Royal Northern College of Music (RNCM), 124 Oxford Road, Manchester, M13 9RD – Visit Now
RNCM reopens following an extensive refurb – book onto its opening programme and see its brand new, high-tech facilities.
Renovate a building properly and it can feel familiar, whilst also seeming like an entirely different space. Manchester’s Central Library is a great example as, we suspect, the Whitworth will be. The Royal Northern College of Music has, over the last ten months, quietly joined the queue: its 40 year-old concert hall has undergone a £7.1m redevelopment that includes a new balcony, lighting and raised floor. Designed by architect Ian Palmer and brought about by Styles & Wood, the project has seen 515 tons of rubble leave the building and 55 tons of steel arrive, all through one entrance.
Constructed in 1972, RNCM was an amalgamation of Sir Charles Hallé’s 19th-century Royal Manchester College of Music and the Northern School of music, a mere stripling in comparison (it was set up in 1920). Now, it is a modern concert hall with top-tech facilities – but the redesign goes beyond mere technology. “We wanted the audience to be fully immersed in the performance, as if suspended in an Escher painting,” says architect Ian Palmer. “What we have created is a spatial Rubik’s cube that will allow the college to expand its repertoire, confident of a venue that is beautiful, technically outstanding and, most significantly, maintains its unique acoustic qualities.”
The project has seen 515 tons of rubble leave the building and 55 tons of steel arrive
The venue is rolling out a diverse opening season of classical music and theatre – all in the run up to a grand, celebratory weekend in March next year. The redesign launched yesterday, with Shubert’s Winterreise song cycle performed by baritone Sir Thomas Allen and pianist Joseph Middleton. Later this month, the venue will host two Shakespeare-themed evenings; the first features Hector Berlioz’s King Lear Overture and Sergei Prokofiev’s Romeo and Juliet alongside his Piano Concerto No 3 in C major Op 26 (14 Nov, 7.30pm). For the second, soprano and world-renowned early music specialist Dame Emma Kirby performs examples of Shakespeare in song (22 Nov, 7.30pm)
There’s also traditional Irish song, in the form of a live performance by Cara Dillon of her new album A Thousand Hearts (15 Nov, 7.30pm). The King’s Singers in collaboration with RNCM’s Chamber Choir looks to be a particular highlight; the programme for the evening includes both madrigals by Thomas Morely and Thomas Weelkes, and a send up of the British monarchy with a dash of Irving Berlin for good measure (20 Nov, 7.30pm). On the opera side of things, Franz Léhar’s operetta The Merry Window has a longer run than most, perhaps due to the popularity it’s retained since its 1905 premiere in Vienna (3-13 Dec).

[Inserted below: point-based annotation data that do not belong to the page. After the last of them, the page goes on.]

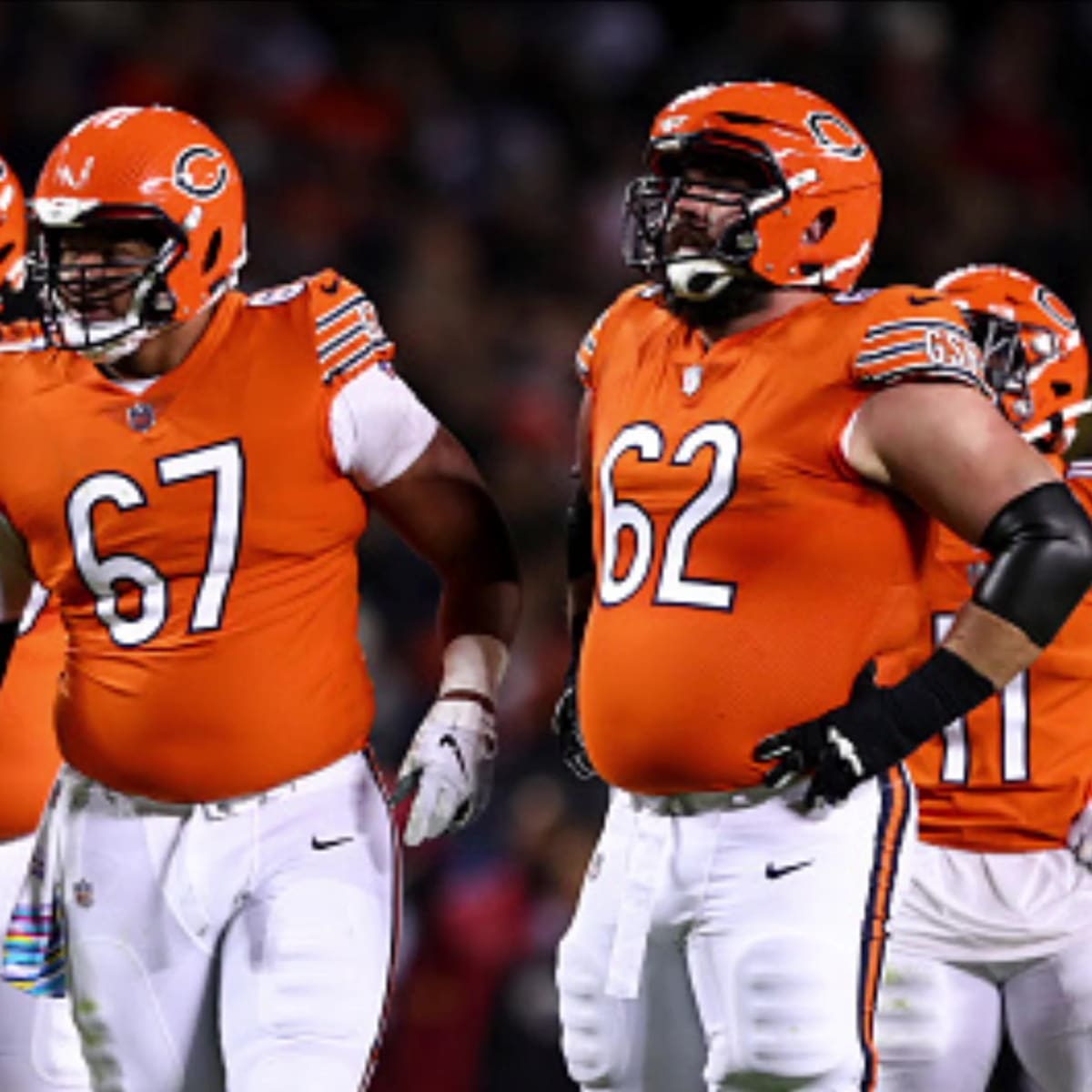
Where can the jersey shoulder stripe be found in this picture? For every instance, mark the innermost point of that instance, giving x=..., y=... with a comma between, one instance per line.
x=911, y=336
x=349, y=337
x=640, y=299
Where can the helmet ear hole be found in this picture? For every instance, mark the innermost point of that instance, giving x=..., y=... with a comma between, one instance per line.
x=213, y=250
x=818, y=228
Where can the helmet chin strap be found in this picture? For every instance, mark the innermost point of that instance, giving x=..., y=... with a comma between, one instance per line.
x=699, y=278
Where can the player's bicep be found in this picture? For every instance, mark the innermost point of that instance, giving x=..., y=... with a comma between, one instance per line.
x=441, y=508
x=378, y=429
x=16, y=576
x=945, y=448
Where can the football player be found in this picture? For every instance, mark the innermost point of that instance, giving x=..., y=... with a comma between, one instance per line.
x=188, y=472
x=994, y=935
x=38, y=1046
x=762, y=449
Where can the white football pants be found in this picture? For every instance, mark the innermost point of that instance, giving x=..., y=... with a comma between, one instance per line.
x=244, y=945
x=778, y=916
x=39, y=1049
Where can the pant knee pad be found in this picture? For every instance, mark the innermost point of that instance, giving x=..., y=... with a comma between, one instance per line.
x=793, y=1015
x=596, y=1030
x=911, y=1011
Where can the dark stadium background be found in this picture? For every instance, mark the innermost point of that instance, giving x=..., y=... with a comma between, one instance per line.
x=464, y=163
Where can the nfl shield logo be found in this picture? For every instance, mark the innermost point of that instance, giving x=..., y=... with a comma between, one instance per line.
x=141, y=416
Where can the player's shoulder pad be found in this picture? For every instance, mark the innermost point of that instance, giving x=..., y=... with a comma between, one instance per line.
x=349, y=338
x=636, y=304
x=911, y=333
x=1079, y=479
x=22, y=337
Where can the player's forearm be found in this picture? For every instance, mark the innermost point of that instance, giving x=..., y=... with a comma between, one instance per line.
x=476, y=606
x=993, y=647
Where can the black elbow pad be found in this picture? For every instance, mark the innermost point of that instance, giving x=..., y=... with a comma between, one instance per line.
x=1041, y=544
x=580, y=561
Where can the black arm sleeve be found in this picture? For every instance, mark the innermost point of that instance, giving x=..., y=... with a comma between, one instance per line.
x=1041, y=544
x=9, y=631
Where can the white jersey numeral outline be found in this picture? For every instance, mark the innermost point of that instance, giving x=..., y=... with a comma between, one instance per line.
x=225, y=463
x=674, y=588
x=1016, y=727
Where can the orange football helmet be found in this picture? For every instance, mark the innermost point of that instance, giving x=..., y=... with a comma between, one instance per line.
x=12, y=230
x=151, y=174
x=805, y=184
x=1032, y=349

December also sees the return of the Northern Dance Orchestra, formed by the BBC in 1956, but which had its last performance 40 years ago: the RNCM Big Band will be playing some of their most-loved hits (10 Dec, 7.30pm). It’s a one-off revival of a band whose music has been silent for as long as the concert hall has been filled with sound – and is thus a fitting look back to a time when this revamped building was brand new.